Knowledge Capitalism

TítuloKnowledge Capitalism
Tipo de PublicaciónArtículo en revista (divulgación)
Año de publicación2016
AutoresOrdóñez, Sergio, and Sánchez Carlos
MagazineWorld Review of Political Economy
Volumen7
Ejemplar1
Páginas4-28
Más información

Within a socio-spatial theoretical approach, Knowledge Capitalism is a new
capitalist phase of development emerging in the eighties of the 20th century, in which
knowledge valorization becomes the principal productive force of economic growth.

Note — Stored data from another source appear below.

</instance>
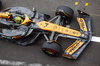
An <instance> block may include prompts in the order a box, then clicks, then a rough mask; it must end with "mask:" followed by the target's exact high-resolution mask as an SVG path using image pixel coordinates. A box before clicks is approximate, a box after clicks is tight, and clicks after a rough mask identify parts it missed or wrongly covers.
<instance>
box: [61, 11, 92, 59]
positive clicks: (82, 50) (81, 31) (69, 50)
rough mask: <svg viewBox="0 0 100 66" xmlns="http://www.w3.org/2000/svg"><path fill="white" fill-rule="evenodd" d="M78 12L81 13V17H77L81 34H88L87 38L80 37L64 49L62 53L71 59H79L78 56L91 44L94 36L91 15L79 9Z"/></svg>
mask: <svg viewBox="0 0 100 66" xmlns="http://www.w3.org/2000/svg"><path fill="white" fill-rule="evenodd" d="M78 13H79V17H77V21H78V23H79V26H80V33H81V36H86V38H85V39H83V38H80V39H78V40H76V41H75V42H74V43H73V44H72V45H70V46H69V47H68V48H67V49H66V50H65V51H64V54H62V55H63V56H64V57H67V58H70V59H77V57H78V56H79V55H80V54H81V52H82V51H83V50H84V49H85V47H86V46H87V45H88V44H89V42H90V41H91V38H92V31H91V20H90V15H89V14H87V13H85V12H82V11H80V10H78Z"/></svg>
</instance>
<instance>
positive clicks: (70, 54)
mask: <svg viewBox="0 0 100 66" xmlns="http://www.w3.org/2000/svg"><path fill="white" fill-rule="evenodd" d="M83 44H84V42H81V41H78V40H76V41H75V42H74V43H73V44H72V45H70V46H69V47H68V48H67V49H66V50H65V52H66V53H68V54H70V55H72V54H73V53H74V52H75V51H76V50H78V49H79V47H81V46H82V45H83Z"/></svg>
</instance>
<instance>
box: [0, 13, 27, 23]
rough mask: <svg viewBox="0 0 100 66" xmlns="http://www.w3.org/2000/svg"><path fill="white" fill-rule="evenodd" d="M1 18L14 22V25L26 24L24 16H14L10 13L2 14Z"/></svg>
mask: <svg viewBox="0 0 100 66" xmlns="http://www.w3.org/2000/svg"><path fill="white" fill-rule="evenodd" d="M0 18H5V19H6V20H7V21H13V22H14V23H17V24H21V23H23V22H24V19H25V16H24V15H18V14H17V15H14V16H13V15H12V14H11V13H9V12H2V13H0Z"/></svg>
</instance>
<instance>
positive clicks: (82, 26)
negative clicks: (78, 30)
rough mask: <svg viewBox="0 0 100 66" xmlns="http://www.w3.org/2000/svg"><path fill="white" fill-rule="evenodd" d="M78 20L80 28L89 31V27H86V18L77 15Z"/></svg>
mask: <svg viewBox="0 0 100 66" xmlns="http://www.w3.org/2000/svg"><path fill="white" fill-rule="evenodd" d="M77 21H78V23H79V25H80V29H81V30H83V31H87V27H86V24H85V21H84V19H83V18H78V17H77Z"/></svg>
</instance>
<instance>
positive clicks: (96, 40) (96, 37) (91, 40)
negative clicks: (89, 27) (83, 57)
mask: <svg viewBox="0 0 100 66" xmlns="http://www.w3.org/2000/svg"><path fill="white" fill-rule="evenodd" d="M91 41H93V42H100V37H96V36H92V39H91Z"/></svg>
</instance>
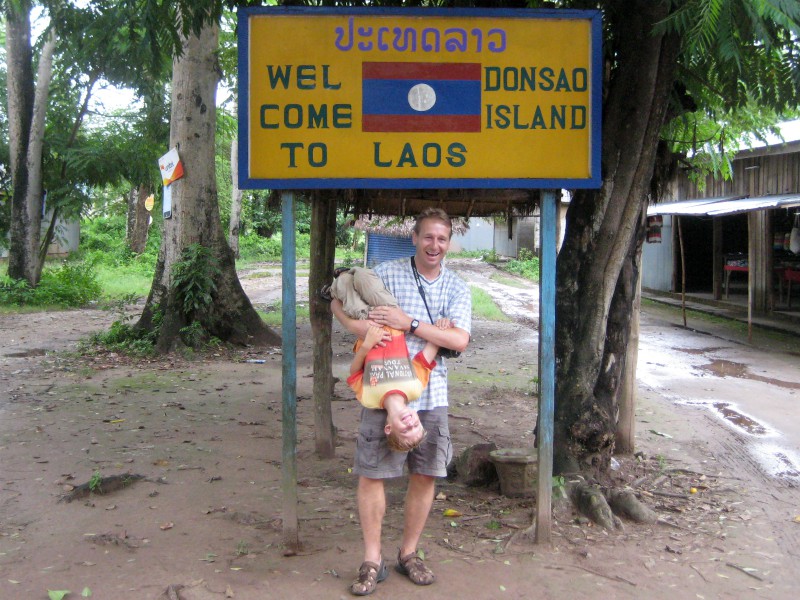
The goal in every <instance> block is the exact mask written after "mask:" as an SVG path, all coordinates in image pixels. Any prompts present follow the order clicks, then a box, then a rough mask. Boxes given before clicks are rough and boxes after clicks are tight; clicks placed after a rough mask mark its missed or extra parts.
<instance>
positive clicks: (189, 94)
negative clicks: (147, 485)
mask: <svg viewBox="0 0 800 600" xmlns="http://www.w3.org/2000/svg"><path fill="white" fill-rule="evenodd" d="M180 8H181V12H180V14H181V15H182V17H183V18H182V19H176V20H175V21H174V23H176V24H178V23H184V24H187V26H186V27H184V28H182V29H178V30H179V31H180V32H181V33H180V37H179V42H180V47H179V54H178V55H177V56H176V58H175V59H174V62H173V71H172V116H171V128H170V139H169V147H170V148H177V149H178V152H179V155H180V160H181V162H182V163H183V168H184V171H185V176H184V177H183V178H181V179H179V180H177V181H175V182H173V183H172V184H171V185H170V188H171V194H172V217H171V218H169V219H165V222H164V226H163V230H162V231H163V234H162V242H161V250H160V252H159V256H158V262H157V264H156V270H155V274H154V277H153V285H152V288H151V290H150V294H149V296H148V298H147V303H146V305H145V308H144V311H143V312H142V316H141V318H140V320H139V322H138V324H137V328H139V329H140V330H148V331H154V330H157V332H158V337H157V339H158V341H157V346H158V347H159V348H160V349H161V350H170V349H173V348H175V347H177V346H180V345H181V344H182V343H184V342H187V339H186V332H187V329H185V328H187V327H188V328H190V330H191V329H192V328H193V327H195V326H196V325H199V330H200V332H201V335H203V336H209V335H210V336H215V337H217V338H219V339H221V340H225V341H231V342H238V343H254V344H276V343H278V342H279V338H278V336H277V335H275V334H274V333H273V332H272V331H271V330H269V329H268V328H267V327H266V326H265V325H264V323H263V321H262V320H261V318H260V317H259V316H258V314H257V313H256V311H255V309H254V308H253V306H252V305H251V303H250V301H249V299H248V298H247V296H246V295H245V293H244V291H243V290H242V287H241V284H240V283H239V279H238V278H237V276H236V269H235V263H234V258H233V252H232V251H231V249H230V248H229V247H228V244H227V242H226V239H225V233H224V231H223V228H222V224H221V220H220V215H219V203H218V199H217V186H216V171H215V168H214V152H215V147H214V144H215V139H216V136H215V131H216V114H217V111H216V92H217V83H218V81H219V66H218V64H217V55H216V52H217V48H218V41H219V26H218V19H219V11H218V10H216V11H215V10H204V9H203V7H202V6H201V5H199V4H198V3H195V4H194V5H191V6H190V5H188V4H187V5H186V6H181V7H180ZM192 8H194V9H195V10H196V12H195V13H190V12H189V11H191V10H192ZM217 8H219V7H217ZM192 14H193V15H195V19H192V18H191V15H192ZM197 329H198V328H197V327H195V329H194V331H197ZM182 334H183V337H182Z"/></svg>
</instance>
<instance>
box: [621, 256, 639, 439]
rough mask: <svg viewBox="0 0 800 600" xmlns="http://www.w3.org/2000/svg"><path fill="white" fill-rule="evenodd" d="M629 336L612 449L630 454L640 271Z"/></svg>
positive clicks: (637, 356) (638, 351) (631, 429)
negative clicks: (618, 420) (630, 334)
mask: <svg viewBox="0 0 800 600" xmlns="http://www.w3.org/2000/svg"><path fill="white" fill-rule="evenodd" d="M631 308H632V311H633V314H632V316H631V336H630V338H629V339H628V349H627V351H626V352H625V370H624V371H623V373H622V384H621V386H620V397H619V423H618V424H617V433H616V440H615V447H614V451H615V452H618V453H620V454H632V453H633V451H634V449H635V448H634V438H635V436H636V364H637V363H638V362H639V316H640V314H641V311H642V271H641V269H639V275H638V277H637V281H636V296H635V297H634V299H633V306H632V307H631Z"/></svg>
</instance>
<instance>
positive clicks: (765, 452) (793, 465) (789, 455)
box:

Globalization is understood as an essentially spatial concept, which refers to the spatial
dimension of Knowledge Capitalism, that takes place accordingly with a new socio-spatial
tendency in which it is the (global) geography of capital, which molds the geography of
national states, implying thus a new pattern of geographical uneven development. The
discussion of Gramscian hegemony concept is introduced to analyze the two hegemonic
projects actually struggling for a supranational supremacy: (1) the crisis of the neoliberal
project, which implies its own geopolitical economy spatiality; and (2) China, the BRICs,
and the Global South asymmetrical hegemonic project and its geopolitical economy
spatiality. Thus, globalization is an open process, which is actually and will be the result
of different forms of re-articulation and re-hierarchization of spatial scales, depending on
the hegemonic projects that prevail in the actual global struggle.